Including tumors (especially lung cancer, breast cancer, lymphoma, mediastinal tumors, etc.), rheumatism (rheumatoid arthritis, systemic lupus erythematosus, scleroderma, etc.), heart damage or large blood vessel rupture, endocrine metabolic diseases (such as Hypothyroidism, uremia, gout, etc.), radiation damage, effusion after myocardial infarction, etc.

Examine

an examination

Related inspection

Cardiovascular angiography chest fluoroscopy M-mode echocardiography (ME) Doppler echocardiography two-dimensional echocardiography

X-ray inspection

The heart shadow is generally enlarged to both sides (more than 300 ml of effusion). When the effusion (more than 1000 ml) is large, the heart shadow is in the form of a flask, and the shadow of the superior vena cava is widened, and the heart beats weakly under fluoroscopy. Clear lung fields can be distinguished from heart failure.

2. ECG

Often low voltage, tachycardia, a large amount of fluid accumulation, visible voltage alternating.

3. Echocardiography

M-mode ultrasound has a liquid dark area between the anterior wall of the heart and the posterior wall of the heart, that is, the maximum diastolic dark area between the pericardium and the epicardium (10 mm, the effusion is small, as in It is medium between 10 and 19 mm, and a large amount if it is larger than 20 mm.

4. Pericardial puncture

It can confirm the presence of pericardial effusion and relieve the symptoms of pericardial tamponade. A portion of the effusion is taken for laboratory testing of the relevant cause.

Diagnosis

Differential diagnosis

First, tuberculous pericarditis

It usually spreads directly from mediastinal lymph node tuberculosis and pulmonary pleural tuberculosis. The clinical features are slow onset, mild symptoms of toxemia, large amount of exudate, and mostly bloody, with a long course of disease, and eventually develop chronic constrictive pericarditis.

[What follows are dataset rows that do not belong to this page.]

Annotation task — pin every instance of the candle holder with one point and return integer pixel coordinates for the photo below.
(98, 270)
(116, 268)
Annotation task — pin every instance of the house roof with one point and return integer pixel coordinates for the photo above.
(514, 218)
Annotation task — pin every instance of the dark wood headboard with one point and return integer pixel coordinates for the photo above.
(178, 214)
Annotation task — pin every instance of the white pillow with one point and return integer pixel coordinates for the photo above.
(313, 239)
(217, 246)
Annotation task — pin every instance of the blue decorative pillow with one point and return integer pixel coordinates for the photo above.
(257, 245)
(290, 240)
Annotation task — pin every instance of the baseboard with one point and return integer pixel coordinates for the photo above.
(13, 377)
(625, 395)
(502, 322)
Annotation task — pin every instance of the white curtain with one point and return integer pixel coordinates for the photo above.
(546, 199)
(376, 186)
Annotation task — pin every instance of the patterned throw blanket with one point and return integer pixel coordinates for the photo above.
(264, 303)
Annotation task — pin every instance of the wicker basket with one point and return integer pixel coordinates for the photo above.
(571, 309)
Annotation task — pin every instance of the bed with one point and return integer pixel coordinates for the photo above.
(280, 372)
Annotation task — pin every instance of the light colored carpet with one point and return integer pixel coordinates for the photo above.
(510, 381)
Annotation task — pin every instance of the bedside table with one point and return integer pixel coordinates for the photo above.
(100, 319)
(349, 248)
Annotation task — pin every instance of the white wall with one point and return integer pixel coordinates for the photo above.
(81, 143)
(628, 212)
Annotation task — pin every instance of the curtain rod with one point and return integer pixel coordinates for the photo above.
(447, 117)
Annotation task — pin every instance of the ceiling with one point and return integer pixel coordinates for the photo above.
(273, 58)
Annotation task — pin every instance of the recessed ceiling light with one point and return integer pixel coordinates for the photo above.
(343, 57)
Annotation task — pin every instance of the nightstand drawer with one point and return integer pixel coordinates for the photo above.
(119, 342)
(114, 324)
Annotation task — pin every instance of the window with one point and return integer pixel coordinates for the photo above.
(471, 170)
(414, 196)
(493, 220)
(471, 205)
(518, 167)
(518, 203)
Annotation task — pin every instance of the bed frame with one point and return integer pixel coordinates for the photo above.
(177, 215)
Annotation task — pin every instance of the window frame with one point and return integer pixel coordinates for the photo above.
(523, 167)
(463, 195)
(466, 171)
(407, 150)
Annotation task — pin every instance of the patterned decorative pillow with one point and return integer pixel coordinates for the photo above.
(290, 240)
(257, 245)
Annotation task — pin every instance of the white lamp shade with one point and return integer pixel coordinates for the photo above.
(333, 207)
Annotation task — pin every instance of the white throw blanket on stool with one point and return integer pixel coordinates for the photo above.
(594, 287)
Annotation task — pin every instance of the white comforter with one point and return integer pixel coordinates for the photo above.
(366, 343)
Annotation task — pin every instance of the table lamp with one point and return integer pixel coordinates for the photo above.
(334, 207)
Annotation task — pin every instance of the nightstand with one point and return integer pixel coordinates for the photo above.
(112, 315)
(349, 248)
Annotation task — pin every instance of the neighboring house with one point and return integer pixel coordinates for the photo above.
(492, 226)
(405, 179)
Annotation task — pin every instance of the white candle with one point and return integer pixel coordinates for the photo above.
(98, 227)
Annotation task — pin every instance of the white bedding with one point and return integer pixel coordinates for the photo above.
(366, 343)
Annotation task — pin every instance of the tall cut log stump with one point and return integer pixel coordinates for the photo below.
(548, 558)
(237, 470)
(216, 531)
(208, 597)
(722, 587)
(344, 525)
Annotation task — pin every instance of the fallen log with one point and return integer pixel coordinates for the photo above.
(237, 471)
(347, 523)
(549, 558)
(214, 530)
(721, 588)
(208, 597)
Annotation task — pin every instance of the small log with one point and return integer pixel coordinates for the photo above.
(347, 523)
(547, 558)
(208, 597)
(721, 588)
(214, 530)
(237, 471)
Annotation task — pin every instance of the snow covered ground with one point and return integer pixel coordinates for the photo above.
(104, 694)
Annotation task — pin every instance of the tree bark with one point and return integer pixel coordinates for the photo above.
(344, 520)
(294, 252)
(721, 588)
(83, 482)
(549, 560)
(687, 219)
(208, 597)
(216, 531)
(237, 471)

Second, viral, pericarditis

Viral pericarditis has increased in recent years, and some people even claim that "viral pericarditis is the first in pericarditis." Most of the following characteristics are used as diagnostic clues:

1 There is a history of viral infection, and pericardial effusion occurs within 1 to 3 weeks after viral infection.

2 can occur simultaneously with viral myocarditis and/or endocarditis.

3 The amount of pericardial effusion is not too much, it can be transient, but it can be re-issued. Generally no obvious tamponade symptoms, effusion can be bloody.

4 light can be asymptomatic, but also can be painful in the anterior region, severe pain in the anterior region of the heart, similar to angina or myocardial infarction.